Se despertó una agitación tal, como si se hubiera declarado un fuego. Muchos aparecieron en la puerta, y por fin en el grupo resaltó el causante y núcleo de la agitación: un señor ágil y diminuto.
Takács, que estaba doblándose para adentro los bolsillos que había virado al revés, le hizo una reverencia hasta el suelo.
—Mande, ilustrísimo señor.
El menudo hombrecito le pasó una hoja de papel, en la cual estaban escritos varios números con tinta azul.
—Takács —dispuso—, tráigame rápido todo esto del registro.
—Inmediatamente, ilustrísimo señor —se derretía Takács.
Salió a toda carrera así como estaba, sin sombrero.
En la habitación se hizo silencio. El grupo de los que habían acompañado al jefe hasta allá, como si hubieran sido sus guardaespaldas, se había disipado. Todo el mundo trabajaba con gran celo.
El jefe se daba paseos de arriba abajo en sus chirriantes zapatos de botones. Esperaba que regresaran del registro Takács y los documentos. En su aburrimiento se puso a mirar un cuadro en la pared. Tomó un libro del estante, lo abrió y con gran estruendo lo tiró en su lugar. Se sentía que aquí él era el amo y señor.
Pista, que por el alboroto que se formó con la llegada del jefe no había podido salir por la puerta, se quedó allí retenido. Estuvo un tiempo pegado al escritorio, luego se sentó sobre el montón de libros balanceando las piernas.
Estaba observando al jefe.
Este menudo hombrecito se parecía a un pájaro raro. En su nariz, siempre en movimiento, resaltaban relucientes los lentes. Tenía una cabeza pequeña, con un pelo plateado ralo dividido por la mitad. Se frotaba las manos, lo que despedía un sonido seco, enervante, áspero, como cuando con papel de lija tratan de pulir algo.
De repente se detuvo al lado de la mesa del calvo y preguntó:
—¿Quién es este niño?
—El hijo del colega Takács —respondió el calvo.

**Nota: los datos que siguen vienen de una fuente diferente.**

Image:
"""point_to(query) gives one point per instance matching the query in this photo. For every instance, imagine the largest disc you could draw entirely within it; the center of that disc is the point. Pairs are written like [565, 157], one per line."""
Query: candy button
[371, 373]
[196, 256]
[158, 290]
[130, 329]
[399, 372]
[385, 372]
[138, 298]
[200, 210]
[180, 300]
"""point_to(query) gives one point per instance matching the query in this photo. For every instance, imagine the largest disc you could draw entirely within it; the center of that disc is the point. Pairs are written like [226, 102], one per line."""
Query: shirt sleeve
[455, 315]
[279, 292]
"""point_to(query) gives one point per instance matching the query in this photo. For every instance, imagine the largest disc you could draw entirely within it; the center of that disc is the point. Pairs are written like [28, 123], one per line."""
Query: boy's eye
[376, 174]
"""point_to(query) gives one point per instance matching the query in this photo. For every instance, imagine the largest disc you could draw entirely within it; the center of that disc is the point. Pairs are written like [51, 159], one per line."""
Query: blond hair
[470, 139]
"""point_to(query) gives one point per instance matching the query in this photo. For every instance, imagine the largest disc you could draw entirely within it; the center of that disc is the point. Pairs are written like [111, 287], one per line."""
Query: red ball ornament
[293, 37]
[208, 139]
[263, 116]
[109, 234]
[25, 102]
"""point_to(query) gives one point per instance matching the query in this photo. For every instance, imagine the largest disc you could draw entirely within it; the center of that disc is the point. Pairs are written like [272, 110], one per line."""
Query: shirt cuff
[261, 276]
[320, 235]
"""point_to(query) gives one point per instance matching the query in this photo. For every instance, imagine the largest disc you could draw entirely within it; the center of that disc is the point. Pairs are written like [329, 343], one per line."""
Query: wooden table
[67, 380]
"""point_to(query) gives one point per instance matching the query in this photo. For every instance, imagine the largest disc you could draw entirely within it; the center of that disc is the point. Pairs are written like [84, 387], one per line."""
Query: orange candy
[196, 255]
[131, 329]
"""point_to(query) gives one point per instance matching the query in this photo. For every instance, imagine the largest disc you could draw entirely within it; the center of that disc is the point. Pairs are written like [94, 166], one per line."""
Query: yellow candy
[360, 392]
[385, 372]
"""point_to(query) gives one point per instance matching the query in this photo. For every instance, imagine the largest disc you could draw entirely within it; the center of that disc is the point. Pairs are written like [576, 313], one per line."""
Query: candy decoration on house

El jefe guardó silencio. Continuó dando paseos. Cuando llegó frente a Pista lo interpeló:
—¿Cómo te llamas?
—István Takács —respondió Pista, valiente y con voz sonora, luego de pararse de un salto y enderezarse erguido.
—¿En qué grado estás?
—En sexto.
—¿Qué notas tienes?
—No demasiado brillantes.
—¿Cómo es eso?
—He tenido una con aprobado.
—¿En qué?
—En latín.
—¿Y el resto?
—Sobresalientes. Pero también tengo una con notable. En aritmética.
—¿Qué quieres ser?
—Todavía no lo sé —dijo Pista luego de una pausa, encogiéndose de hombros pudoroso.
—¿Pero más o menos qué?
—Aviador —confesó Pista, bajito.
—¿Aviador? —preguntó el jefe en voz alta y asombrado—. ¿Por qué precisamente aviador?
Pista se aprestaba a contestar este grande y difícil interrogante, cuando llegó su padre, sin aire, de tanta prisa. Le sudaba la pálida frente. Le pasó al jefe algunos pliegos atados con un cordel:
—Tenga la bondad de servirse.
—Gracias —dijo el jefe, pero no lo miró a él, sino al muchachito entusiasta, de cara roja—. Conversé con su hijo —le anunció sonriendo a Takács—. Es un muchachito simpático e inteligente. Y parece ser que buen alumno también.
—Sí, ilustrísimo señor —dijo Takács entusiasmado—, un niño aplicado y tenaz —y miró a su hijo—. Ahora apúrate a casa, hijito mío, que tu madre te está esperando —y lo abrazó y lo besó—. Adiós mi Pistuka.
Pista, ruborizado hasta la orejas, les hizo una reverencia a todos, pero primero a su padre, y salió de prisa, regresó por el largo camino, a través del ala nueva del edificio, del pasaje sombrío, de los pasillos zigzagueantes y las sinuosas escaleras. "Mi Pistuka", se quedó pensando. "¿Por qué me habrá llamado así? En casa nunca me llama así". Luego se puso a pensar en que el escritorio estaba recostado contra la pared, en un rincón, y se veía tan pequeñito, pero así y todo era grande, mayor que el jefe, por lo menos una cabeza más grande.
Se le enredaron los pensamientos. Le ardían la cara, las orejas. Apretaba la llave en su mano sudorosa. Estaba feliz, confuso, intranquilo y asustado. Mientras andaba por aquel retumbante pasaje, por el puente de los suspiros, abriendo y cerrando puertas, se perdió. Le costó un cuarto de hora llegar hasta la amplia escalinata central y vislumbrar la puerta principal en el ardiente resplandor del sol estival, y la gorra de galones de oro del portero.
El portero lo detuvo.
—¿Qué te pasa, niño?, ¿estás llorando? ¿Quién te hizo daño? —le interrogó.
—Nadie —gimió y salió corriendo para la calle.
En la esquina se secó la cara empapada de lágrimas. Luego salió corriendo, corriendo para la casa, con la llave en la mano.